It has not been a good transition from Friday to Saturday so far, with Bitcoin price failing to break past the key USD 8,000 level, which has now turned from support into key resistance.

Despite at least three big surges to attempt it over the past 24 hours, the daily high has only been USD 7,995, and Bitcoin is right now in the midst of trying to break it on another run again at 9:40 am London (CoinDesk).

The situation is only marginally better for altcoins. Ethereum is for now safely above the USD 170 mark, gaining 2% in the past day to hopefully make another USD 180 run this weekend. Tron (TRX) continues to be one of the best performers, making up 6% ground since Friday, while Ripple and even Dogecoin are showing a lot of sustained strength in this Bitcoin downturn.

Monero, Lisk and NEM are the poor performers who are in the red today, but it is Bitcoin Gold who is the worst performer in the Top 30 by market capitalization, with a 7% depreciation.

Whatever it is, the optimism for USD 20,000 in the remaining months of 2019 is now a distant possibility.

One big news to come out has been that cryptocurrency exchange Poloniex will now part ways from its aprent company Circle and rebrand as Polo Digital Assets. It sent an email to all users announcing this change and that they would also stop supporting US customers, indicating a desire to open their doors more widely to an international market.
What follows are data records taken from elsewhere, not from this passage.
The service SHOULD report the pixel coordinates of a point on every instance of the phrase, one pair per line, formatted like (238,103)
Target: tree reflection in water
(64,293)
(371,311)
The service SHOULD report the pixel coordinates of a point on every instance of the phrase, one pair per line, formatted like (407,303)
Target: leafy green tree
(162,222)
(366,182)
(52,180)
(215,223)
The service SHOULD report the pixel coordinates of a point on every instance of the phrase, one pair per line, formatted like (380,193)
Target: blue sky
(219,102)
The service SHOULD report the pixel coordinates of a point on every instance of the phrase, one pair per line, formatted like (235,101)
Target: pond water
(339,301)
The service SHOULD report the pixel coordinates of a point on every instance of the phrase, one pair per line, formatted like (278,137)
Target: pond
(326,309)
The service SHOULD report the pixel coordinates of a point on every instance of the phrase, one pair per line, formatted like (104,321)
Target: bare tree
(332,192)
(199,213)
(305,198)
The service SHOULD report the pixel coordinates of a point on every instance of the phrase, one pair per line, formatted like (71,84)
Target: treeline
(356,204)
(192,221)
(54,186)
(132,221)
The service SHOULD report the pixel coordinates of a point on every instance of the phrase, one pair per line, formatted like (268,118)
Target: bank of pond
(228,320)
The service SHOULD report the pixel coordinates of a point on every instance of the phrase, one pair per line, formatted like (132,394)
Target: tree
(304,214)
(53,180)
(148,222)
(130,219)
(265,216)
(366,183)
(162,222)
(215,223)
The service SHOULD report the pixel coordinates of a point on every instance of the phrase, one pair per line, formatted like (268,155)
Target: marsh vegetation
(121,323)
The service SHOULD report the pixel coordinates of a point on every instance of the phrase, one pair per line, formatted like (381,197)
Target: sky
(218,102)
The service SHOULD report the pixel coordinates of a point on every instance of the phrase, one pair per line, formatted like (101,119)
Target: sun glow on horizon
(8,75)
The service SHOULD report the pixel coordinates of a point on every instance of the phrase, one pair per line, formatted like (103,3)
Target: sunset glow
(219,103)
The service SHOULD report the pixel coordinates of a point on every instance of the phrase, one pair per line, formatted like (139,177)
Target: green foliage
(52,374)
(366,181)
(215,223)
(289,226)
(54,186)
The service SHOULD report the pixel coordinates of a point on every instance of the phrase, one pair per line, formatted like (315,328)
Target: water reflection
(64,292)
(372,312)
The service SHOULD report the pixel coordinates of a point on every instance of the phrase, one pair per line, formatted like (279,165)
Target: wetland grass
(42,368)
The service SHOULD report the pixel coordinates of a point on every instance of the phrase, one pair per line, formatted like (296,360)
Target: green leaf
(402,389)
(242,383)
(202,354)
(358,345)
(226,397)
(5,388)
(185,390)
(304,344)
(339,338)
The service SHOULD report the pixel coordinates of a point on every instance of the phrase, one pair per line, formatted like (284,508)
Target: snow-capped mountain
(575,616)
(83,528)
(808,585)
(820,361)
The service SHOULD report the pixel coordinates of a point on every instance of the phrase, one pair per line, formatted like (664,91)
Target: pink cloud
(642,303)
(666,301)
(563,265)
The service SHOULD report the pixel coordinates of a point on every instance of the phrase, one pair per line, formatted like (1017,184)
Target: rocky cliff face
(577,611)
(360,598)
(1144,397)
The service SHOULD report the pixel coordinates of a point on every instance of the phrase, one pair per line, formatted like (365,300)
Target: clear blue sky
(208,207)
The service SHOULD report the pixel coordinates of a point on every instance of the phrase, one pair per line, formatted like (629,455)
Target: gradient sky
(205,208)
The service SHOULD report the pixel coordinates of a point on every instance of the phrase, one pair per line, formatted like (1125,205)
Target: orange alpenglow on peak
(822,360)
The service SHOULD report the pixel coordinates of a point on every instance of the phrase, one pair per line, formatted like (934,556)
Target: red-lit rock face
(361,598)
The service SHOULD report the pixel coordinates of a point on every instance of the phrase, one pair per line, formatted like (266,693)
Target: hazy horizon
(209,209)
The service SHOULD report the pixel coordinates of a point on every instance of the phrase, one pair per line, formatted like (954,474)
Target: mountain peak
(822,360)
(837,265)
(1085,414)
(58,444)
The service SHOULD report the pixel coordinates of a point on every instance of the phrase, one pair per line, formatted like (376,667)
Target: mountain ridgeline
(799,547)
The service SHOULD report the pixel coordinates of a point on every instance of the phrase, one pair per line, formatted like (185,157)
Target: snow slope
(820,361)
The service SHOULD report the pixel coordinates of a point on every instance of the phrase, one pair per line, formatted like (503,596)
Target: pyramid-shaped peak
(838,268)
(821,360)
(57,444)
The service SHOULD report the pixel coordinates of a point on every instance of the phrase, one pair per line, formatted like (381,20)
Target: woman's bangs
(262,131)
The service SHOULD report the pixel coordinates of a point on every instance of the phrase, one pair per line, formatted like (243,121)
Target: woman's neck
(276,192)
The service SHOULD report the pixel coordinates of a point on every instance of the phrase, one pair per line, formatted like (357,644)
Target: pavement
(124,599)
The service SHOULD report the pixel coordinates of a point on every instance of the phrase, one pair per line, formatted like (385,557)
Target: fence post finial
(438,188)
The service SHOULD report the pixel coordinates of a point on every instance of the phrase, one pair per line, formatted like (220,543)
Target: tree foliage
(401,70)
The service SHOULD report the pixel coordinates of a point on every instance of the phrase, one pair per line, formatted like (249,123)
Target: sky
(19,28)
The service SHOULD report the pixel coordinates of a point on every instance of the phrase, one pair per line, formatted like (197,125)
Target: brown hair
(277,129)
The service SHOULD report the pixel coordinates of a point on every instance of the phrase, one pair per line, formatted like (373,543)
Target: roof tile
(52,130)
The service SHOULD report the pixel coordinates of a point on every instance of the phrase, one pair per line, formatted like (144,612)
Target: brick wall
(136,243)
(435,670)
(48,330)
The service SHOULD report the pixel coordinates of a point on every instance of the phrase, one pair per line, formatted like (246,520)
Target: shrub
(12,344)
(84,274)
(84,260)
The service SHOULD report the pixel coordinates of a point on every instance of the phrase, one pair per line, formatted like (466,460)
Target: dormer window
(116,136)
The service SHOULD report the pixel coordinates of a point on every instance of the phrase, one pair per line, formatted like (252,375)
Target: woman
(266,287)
Their blog post publishing the announcement also says that they will be receiving backing by a major Asian investor. Though no group or person was mentioned as investor, the spinoff is rumored to consider Tron founder Justin Sun as a possible leader. TRX tokens, as mentioned above, seems to have benefited from these swirling rumors. The post said:

“We are excited to announce that we are spinning out from Circle into a new company, Polo Digital Assets, Ltd., with the backing of a major investment group. We have a multiyear plan to spend more than USD 100 million to develop and expand Poloniex, and we are very excited to continue working with the amazing global community of Poloniex customers.”

Meanwhile, one of the world’s largest crypto exchanges, Binance, is back in the headlines this week, after increasing its leverage for possible investment into its Bitcoin futures products to 125:1. Most exchanges offering derivatives or margin trading would set a maximum at 100 but the decision to go that much more appeals to traders with large risk appetites. Now available on the web and testnet trading interfaces for BTC/USDT contracts, Binance CEO Changpeng Zhao has taken to Twitter to issue a warning to new or inexperienced traders to stay away from the functionality.

Seemingly well aware of the risks of leverage or margin trading, and of the propensity of traders to go bust (get a margin call, and therefore, liquidating all positions). Zhao explained:

“Not every feature is for everyone. Some features, while not liked by everyone, are in high demand only for small selected groups. Please don’t use features you don’t like or need. As a platform, we have to provide choices to stay competitive.”

Some commentators will say that this is more proof that Binance new futures offerings are struggling to gain the expected traction, just as other types of Bitcoin derivatives are being slow in uptake like with the overhyped Bakkt.

Binance is keen to bring big volume traders on to its platform and recently announced a VIP Invitation Program for new users, inviting them to trade on their spot, margin and futures offerings. Typical of Binance, new traders needed to provide screenshots as proof of their trading volume from other exchanges, and Binance would give them fee discounts.

It’s a credit to Binance that they have managed to drum up support and volume in these times, but one wonders how sustainable these efforts really are. Because while some enjoy that Binance makes so much effort to drive up commerce for their platform, most of it is artificial and requires incentivized activity. Will the bubble remain if they cease?